Kajal Aggarwal has delivered a convincing performance in the given role. While Catherine Tresa as Devika Rani, an owner of a news channel, is not explored to her full potential. Her role is meant to add scandal to this political drama. But, again Teja’s reservations has kept him from taking that character to a logical end.
It was very evident that Rana’s character was not an ideal hero, who could never make a mistake. The audience knew that Jogendra was morally corrupt and he was ready to do wrong things to get what he wants. So, we expect him to up the ante in being the ‘bad guy’ and surprise us by doing some shocking things. But, director Teja, for some reasons, has not gone all the way in exploring the possibilities of things a character like Jogendra, who is drunk on power, greed and arrogance, could do.

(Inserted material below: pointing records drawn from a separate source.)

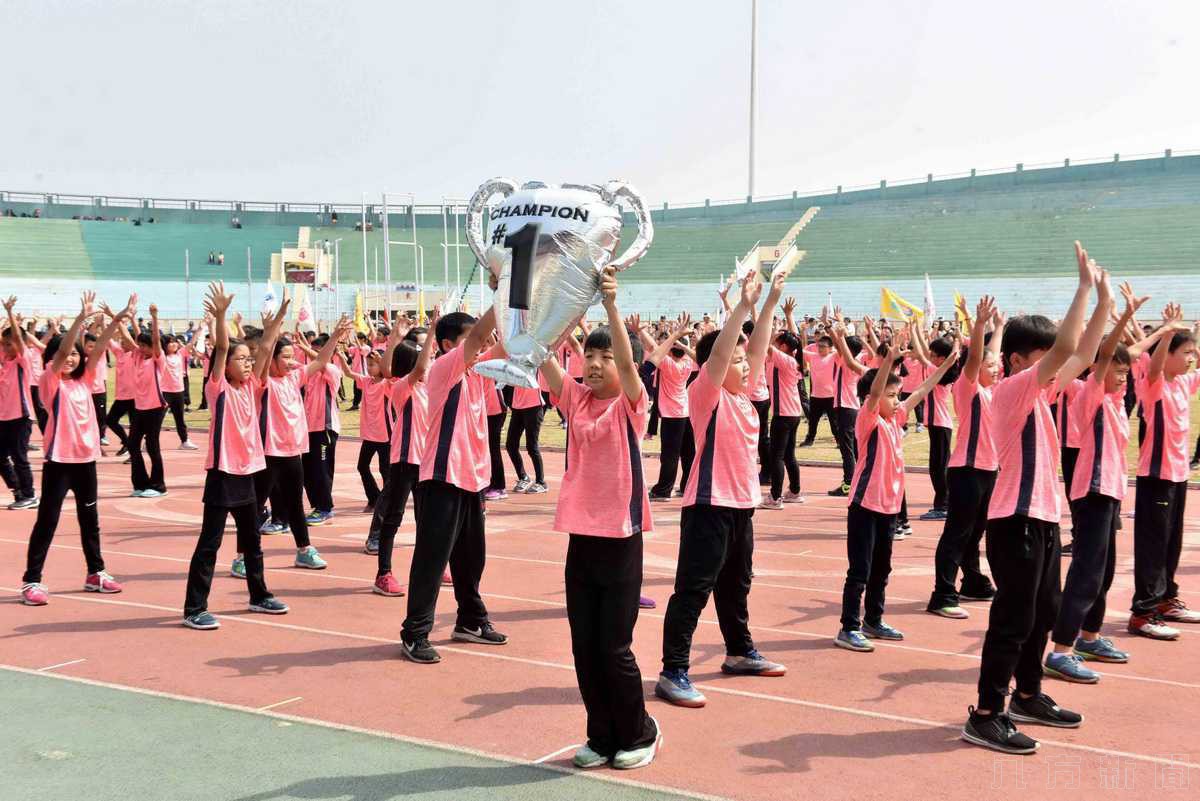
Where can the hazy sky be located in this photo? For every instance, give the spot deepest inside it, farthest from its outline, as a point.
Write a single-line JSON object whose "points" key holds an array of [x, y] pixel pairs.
{"points": [[288, 100]]}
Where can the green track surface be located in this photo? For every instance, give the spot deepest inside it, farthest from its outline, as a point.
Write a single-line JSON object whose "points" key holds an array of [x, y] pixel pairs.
{"points": [[71, 740]]}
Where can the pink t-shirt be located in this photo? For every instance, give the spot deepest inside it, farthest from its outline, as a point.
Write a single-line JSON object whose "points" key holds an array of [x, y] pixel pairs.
{"points": [[72, 435], [375, 422], [726, 428], [282, 421], [845, 383], [1027, 450], [16, 403], [1103, 434], [237, 443], [526, 398], [126, 374], [321, 398], [171, 375], [147, 384], [411, 411], [100, 380], [785, 387], [1068, 428], [937, 407], [821, 371], [975, 446], [673, 385], [456, 445], [604, 487], [1164, 452], [879, 474]]}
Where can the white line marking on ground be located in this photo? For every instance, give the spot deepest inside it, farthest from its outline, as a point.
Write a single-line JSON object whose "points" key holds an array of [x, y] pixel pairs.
{"points": [[647, 680], [276, 704], [60, 664]]}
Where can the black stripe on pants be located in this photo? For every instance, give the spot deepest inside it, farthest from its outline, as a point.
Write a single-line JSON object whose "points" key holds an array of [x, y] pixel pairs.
{"points": [[817, 408], [100, 403], [969, 492], [1025, 559], [283, 483], [204, 558], [715, 558], [495, 426], [18, 476], [57, 480], [939, 457], [783, 455], [147, 427], [677, 446], [1093, 558], [175, 403], [389, 512], [869, 556], [113, 420], [528, 422], [381, 452], [604, 580], [1157, 541], [318, 469], [763, 409], [449, 529], [843, 421]]}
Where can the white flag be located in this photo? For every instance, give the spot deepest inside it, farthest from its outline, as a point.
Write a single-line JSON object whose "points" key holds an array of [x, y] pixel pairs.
{"points": [[270, 301]]}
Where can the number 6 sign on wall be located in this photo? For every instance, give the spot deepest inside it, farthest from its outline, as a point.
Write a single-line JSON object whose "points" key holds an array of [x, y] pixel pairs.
{"points": [[547, 246]]}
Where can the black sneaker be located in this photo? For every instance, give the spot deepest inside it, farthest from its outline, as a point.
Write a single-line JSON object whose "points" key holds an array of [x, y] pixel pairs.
{"points": [[996, 732], [485, 634], [1042, 709], [419, 650]]}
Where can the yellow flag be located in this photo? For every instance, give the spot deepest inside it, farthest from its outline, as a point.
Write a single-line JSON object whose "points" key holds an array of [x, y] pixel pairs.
{"points": [[893, 307], [360, 323]]}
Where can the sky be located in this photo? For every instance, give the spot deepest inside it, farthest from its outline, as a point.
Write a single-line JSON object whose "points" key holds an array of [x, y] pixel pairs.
{"points": [[291, 100]]}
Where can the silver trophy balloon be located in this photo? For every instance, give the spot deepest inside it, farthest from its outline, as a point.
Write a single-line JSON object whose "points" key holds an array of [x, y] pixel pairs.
{"points": [[547, 247]]}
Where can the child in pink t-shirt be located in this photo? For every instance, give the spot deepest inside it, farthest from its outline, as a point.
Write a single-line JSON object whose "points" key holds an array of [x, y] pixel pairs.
{"points": [[1023, 523], [717, 529], [875, 495], [455, 469], [604, 509], [406, 366], [72, 446], [233, 465]]}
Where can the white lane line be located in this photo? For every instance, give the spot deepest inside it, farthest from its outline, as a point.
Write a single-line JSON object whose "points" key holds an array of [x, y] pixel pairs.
{"points": [[276, 704], [555, 753], [646, 680], [376, 733]]}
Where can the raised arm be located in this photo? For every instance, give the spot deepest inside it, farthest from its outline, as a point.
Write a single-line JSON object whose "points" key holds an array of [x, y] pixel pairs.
{"points": [[1072, 325]]}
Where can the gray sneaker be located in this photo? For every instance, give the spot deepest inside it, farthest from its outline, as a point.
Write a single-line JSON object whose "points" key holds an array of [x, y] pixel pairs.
{"points": [[676, 687]]}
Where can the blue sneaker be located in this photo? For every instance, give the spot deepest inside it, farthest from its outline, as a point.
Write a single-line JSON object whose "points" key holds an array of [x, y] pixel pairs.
{"points": [[310, 558], [1069, 667], [676, 687], [882, 631], [1101, 650], [853, 640]]}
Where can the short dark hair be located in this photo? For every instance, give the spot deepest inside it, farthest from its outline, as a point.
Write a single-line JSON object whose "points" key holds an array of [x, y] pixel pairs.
{"points": [[1024, 335], [451, 326], [600, 338], [868, 379]]}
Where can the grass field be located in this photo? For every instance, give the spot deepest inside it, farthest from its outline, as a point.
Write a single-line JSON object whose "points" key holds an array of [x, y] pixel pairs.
{"points": [[916, 446]]}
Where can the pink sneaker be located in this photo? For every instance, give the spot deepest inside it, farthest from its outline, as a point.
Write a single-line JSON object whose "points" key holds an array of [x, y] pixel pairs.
{"points": [[102, 582], [35, 595], [387, 584]]}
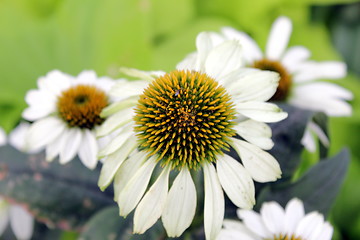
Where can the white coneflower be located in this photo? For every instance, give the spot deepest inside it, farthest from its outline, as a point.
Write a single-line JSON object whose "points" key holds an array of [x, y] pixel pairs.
{"points": [[299, 85], [182, 121], [276, 223], [66, 112]]}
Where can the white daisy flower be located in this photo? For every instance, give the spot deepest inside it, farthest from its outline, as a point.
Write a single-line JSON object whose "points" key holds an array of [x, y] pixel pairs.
{"points": [[277, 223], [299, 76], [181, 122], [66, 112], [21, 222]]}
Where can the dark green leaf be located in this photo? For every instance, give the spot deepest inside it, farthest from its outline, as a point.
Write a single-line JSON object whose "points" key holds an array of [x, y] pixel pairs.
{"points": [[317, 188], [64, 196]]}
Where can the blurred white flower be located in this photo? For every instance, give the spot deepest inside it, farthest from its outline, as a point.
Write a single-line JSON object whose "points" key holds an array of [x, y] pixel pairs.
{"points": [[66, 112], [182, 121], [299, 83], [277, 223], [21, 222]]}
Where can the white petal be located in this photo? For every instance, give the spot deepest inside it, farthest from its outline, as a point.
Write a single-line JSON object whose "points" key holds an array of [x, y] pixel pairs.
{"points": [[306, 97], [327, 232], [55, 147], [294, 212], [71, 146], [261, 111], [312, 70], [251, 50], [115, 121], [204, 46], [253, 221], [22, 223], [130, 196], [308, 141], [251, 84], [257, 133], [125, 89], [236, 182], [214, 207], [278, 38], [114, 161], [43, 132], [294, 57], [180, 204], [261, 165], [319, 133], [151, 206], [4, 215], [88, 149], [310, 225], [273, 216], [224, 59], [2, 137]]}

Teja rather tries to sort of justify all the wrong actions of Jogendra. And blames the corrupt system of the country for all his crimes. It seems like Teja sort of lost his vision for Jogendra’s character. The film suffers from the director’s reservations to show what Jogendra really is, a power-hungry monster. He hurts his wife by sleeping with some other woman. He kills his close confidante, who saved his life multiple times, without even giving him a chance to explain his story. He kills cops. He murders anyone who stands in his way. He blows up a building full of politicians. And eventually, he is portrayed as people’s man.
The viewers who heard his life story on television are now convinced that he is the right person for the Chief Minister’s chair and wants the President to pardon him for killing the MLAs. Teja’s attempt to underplay the gravity of crimes Jogendra committed leads to a cringe-worthy climax and leaves the audience confused as to what the director was trying to establish.